If you truly want to toss off this burden, you must confront it and learn how to put it behind you, instead of ending contact while still carrying it.
Reader’s Commentary Regarding the father of the 18-year-old daughter with a boyfriend (Oct. 4):
“I’m a single mother who raised two children on my own.
“My rule has always been that they need to tell me where they’re going, with whom, and when to expect them home.
“They’ll let me know they’re back and if they have friends sleeping over, even if I’m sleeping.
“They understand that we need to know how many people are in the house, and who’s where, because we’ve had emergencies where we had to leave immediately.

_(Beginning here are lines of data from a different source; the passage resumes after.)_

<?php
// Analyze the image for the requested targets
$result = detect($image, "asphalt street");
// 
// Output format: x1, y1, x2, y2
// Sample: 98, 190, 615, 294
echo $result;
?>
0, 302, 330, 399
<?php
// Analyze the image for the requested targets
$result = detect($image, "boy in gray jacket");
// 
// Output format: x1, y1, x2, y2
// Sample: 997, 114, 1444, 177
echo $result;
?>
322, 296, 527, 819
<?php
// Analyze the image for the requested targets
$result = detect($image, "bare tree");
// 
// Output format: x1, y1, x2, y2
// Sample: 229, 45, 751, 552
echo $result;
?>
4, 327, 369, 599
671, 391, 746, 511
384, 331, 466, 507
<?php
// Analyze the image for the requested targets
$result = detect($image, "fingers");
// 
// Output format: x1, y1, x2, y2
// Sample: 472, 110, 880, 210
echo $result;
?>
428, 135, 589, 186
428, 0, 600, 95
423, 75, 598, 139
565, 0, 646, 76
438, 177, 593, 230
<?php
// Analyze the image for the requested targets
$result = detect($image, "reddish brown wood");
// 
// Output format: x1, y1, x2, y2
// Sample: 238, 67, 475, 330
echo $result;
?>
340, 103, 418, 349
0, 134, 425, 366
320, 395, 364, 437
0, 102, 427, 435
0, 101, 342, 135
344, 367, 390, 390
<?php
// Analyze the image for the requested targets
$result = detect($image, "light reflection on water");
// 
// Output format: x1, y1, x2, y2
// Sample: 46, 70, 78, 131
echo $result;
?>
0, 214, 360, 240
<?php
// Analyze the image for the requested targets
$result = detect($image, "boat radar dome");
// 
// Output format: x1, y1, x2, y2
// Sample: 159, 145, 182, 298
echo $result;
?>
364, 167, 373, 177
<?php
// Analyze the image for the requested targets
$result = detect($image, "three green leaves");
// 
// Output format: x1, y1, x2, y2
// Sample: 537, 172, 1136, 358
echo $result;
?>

“Even older, the same rule applies, also to me.
“My children know where I am, with whom, and what time to expect me home. It’s not only for my safety, but also respectful.
“I’ve always told them that if they cannot tell me what they’re doing and with whom, then it may not be worth doing. I look at my life in the same way.”
FEEDBACK Regarding losing a beloved dog (October 6):
Reader – “When we lost our first Airedale, it was devastating. While some swear they’ll never go through that pain again, others, like us, search right away for another companion.
“It's not meant to "replace" the dog we lost, but to give new life to an empty home.
“While each of our Airedales have had similarities and differences, you love them all (perhaps some a little more than others), but they're all a gift.
“My advice is to find another companion. Perhaps if she weren’t able to look after a puppy, then a rescue dog would fit her situation.
“Just knowing she's saved a life might be what she needs to move on.
“It's always helped to mend my broken heart.
“We know that they can't be with us forever and when they leave, you know it's going to hurt. But I still wouldn't be without them.”
Tip of the day:
Deep hurts can’t heal if nurtured for years. Get professional counselling.